Please don't mistake this for an argument.......we just have a different set of priorities. I wish you luck and by all means do it your way.
spit,
I'm not sure if all that was for my benefit, but I linked the Reuters Report on SPNG because I was able to weasel my way through the website to it and work out a working link. I would not recommend the Reuters report as a source of valuable, current information to my worst enemy.....it's neither valuable nor current.
That said, if someone wants to read through it and draw their own conclusions I have no problem helping with that. Bad investment decisions rarely come from having too much information.
Lastly, we have major differences in our approach to investing. All the articles ever written about Short and Distort, naked short selling and similar sophisticated issues don't hold a candle to the information that an honest and thorough 10-K offers......conspicuous in both it's absence from your recommendations and the current list of available titles.

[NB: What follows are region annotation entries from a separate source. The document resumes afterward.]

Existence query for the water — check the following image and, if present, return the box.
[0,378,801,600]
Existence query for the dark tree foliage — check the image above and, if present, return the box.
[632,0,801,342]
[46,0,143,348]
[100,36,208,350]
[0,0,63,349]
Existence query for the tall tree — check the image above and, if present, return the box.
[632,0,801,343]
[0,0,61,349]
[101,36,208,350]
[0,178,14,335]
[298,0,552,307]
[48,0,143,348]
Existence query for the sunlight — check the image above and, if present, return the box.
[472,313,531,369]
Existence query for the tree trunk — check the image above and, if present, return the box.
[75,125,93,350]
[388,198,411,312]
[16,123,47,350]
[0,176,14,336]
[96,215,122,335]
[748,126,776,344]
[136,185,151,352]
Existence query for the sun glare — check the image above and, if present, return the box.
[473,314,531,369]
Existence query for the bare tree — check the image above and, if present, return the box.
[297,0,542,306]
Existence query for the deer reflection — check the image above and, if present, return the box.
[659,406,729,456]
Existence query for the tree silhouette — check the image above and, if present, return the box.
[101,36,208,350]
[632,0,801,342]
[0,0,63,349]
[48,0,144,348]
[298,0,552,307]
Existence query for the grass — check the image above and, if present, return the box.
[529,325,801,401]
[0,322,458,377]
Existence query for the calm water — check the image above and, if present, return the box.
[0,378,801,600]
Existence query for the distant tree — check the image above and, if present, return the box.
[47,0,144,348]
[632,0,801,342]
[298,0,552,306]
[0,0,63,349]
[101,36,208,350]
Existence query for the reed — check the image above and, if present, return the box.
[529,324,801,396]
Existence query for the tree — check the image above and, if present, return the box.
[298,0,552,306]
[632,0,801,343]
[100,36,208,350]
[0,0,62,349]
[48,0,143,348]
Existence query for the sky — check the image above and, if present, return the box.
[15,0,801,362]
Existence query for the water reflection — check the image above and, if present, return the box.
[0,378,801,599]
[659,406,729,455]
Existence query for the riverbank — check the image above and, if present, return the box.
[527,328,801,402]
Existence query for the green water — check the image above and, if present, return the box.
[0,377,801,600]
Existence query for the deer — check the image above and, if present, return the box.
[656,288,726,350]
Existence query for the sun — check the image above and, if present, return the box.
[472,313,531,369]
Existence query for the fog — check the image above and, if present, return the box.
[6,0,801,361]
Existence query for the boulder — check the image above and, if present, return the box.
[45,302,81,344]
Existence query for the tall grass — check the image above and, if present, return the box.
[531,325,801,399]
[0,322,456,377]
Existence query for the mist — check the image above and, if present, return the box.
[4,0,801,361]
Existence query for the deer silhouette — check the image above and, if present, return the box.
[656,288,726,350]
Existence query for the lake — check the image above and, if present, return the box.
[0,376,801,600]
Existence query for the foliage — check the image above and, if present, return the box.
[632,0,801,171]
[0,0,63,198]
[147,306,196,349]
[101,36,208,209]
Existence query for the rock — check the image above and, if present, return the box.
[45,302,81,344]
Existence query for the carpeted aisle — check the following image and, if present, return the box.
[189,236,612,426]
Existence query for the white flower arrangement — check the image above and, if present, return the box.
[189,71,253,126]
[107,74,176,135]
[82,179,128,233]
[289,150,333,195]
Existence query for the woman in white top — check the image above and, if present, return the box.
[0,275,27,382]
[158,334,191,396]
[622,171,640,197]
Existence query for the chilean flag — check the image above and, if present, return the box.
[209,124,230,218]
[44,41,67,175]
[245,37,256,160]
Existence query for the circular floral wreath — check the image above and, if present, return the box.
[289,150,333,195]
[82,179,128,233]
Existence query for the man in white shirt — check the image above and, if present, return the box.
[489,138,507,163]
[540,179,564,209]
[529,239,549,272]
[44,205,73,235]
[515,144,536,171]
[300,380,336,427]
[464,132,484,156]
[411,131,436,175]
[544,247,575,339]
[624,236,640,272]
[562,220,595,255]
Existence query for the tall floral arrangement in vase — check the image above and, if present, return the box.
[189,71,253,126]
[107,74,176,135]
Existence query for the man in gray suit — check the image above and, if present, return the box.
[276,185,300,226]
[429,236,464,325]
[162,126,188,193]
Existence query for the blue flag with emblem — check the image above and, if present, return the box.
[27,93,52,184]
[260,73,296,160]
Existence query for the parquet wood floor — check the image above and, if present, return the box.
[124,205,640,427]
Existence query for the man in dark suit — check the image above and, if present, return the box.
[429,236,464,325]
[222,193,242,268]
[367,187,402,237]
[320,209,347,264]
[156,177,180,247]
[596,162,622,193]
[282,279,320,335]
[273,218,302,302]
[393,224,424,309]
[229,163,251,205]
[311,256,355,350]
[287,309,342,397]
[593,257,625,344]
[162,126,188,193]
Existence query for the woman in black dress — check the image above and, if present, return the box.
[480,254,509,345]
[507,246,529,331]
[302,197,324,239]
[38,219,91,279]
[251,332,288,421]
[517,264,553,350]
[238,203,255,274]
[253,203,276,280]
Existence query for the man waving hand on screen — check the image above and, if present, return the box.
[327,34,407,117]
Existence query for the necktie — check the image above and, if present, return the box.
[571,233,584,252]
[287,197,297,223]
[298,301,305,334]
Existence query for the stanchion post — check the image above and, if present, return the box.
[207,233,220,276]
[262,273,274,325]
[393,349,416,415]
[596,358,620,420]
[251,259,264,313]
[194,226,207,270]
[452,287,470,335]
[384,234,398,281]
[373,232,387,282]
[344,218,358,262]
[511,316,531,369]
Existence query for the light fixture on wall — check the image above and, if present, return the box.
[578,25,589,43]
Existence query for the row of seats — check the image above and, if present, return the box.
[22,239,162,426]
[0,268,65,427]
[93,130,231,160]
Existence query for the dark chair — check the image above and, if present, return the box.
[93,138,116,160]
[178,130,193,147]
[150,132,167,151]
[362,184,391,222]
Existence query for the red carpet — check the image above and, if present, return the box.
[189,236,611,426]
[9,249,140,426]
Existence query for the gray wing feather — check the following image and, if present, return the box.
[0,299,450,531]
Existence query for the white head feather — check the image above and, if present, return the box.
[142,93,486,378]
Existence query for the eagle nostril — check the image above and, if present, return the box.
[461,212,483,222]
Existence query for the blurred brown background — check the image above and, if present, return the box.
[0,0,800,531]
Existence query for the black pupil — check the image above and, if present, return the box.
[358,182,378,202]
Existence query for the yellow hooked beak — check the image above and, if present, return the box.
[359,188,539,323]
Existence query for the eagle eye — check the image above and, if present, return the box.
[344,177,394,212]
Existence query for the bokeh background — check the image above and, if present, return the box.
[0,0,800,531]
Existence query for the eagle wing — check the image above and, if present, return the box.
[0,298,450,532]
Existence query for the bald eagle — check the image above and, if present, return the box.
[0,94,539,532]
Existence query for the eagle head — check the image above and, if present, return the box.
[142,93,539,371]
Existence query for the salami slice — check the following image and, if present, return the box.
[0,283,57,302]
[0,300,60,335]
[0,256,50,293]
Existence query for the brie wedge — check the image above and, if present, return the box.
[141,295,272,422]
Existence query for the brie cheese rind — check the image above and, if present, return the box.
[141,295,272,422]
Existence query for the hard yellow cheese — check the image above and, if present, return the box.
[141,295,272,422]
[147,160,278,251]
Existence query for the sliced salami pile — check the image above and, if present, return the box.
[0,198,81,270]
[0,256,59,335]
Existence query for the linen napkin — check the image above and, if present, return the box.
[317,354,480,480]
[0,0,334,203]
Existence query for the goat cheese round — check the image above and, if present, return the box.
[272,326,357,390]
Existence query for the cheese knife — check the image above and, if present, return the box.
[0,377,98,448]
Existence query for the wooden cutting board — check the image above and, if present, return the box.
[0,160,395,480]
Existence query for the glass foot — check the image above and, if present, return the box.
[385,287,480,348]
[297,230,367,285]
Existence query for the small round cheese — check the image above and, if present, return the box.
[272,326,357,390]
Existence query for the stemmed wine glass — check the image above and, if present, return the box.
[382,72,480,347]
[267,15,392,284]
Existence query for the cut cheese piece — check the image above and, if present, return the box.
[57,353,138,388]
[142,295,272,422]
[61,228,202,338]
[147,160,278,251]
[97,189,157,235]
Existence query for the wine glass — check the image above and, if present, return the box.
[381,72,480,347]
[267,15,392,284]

https://www.etrade.wallst.com/v1/common/pdf.asp?docKey=24-AF33B-20091226&ComponentType=&User_SessionID=5AC518192B4AB345&researchProvider=REUTERS
If it doesn't work let me know and I'll tell you how I clicked to it.
pj,
Reuters wouldn't change their report for any subjective reason period. One quick look at one of their reports would show that their analysis is purely statistical. If Mickey D's stopped selling burgers tomorrow their Reuters ratings wouldn't change until their next 10Q showed sales crapping out. And if for some reason they weren't able to file for a year or two, good old Reuters would still be using the old numbers for their analyses. It's pretty sad for a top flight news company.
CYRX.......re: warrants.
Warrants are usually issued to officers or directors as incentives.....they can also be issued to a lender as a "sweetener" to supplement interest payments. Generally, a warrant allows the purchase of a share of the company's common at a specific price during some future time range.
So, in our case, the warrants.....for SPNG shares..... might be issued to Pike by SPNG in return for some kind of investment/loan. And yes, such an arrangement would normally require SPNG to file an 8-K providing the basic terms of the agreement, with the agreement itself as an exhibit. As Risicare has already noted, "If they filed they would."
Obviously this is just an example of something that could happen and not necessarily something that I expect to happen.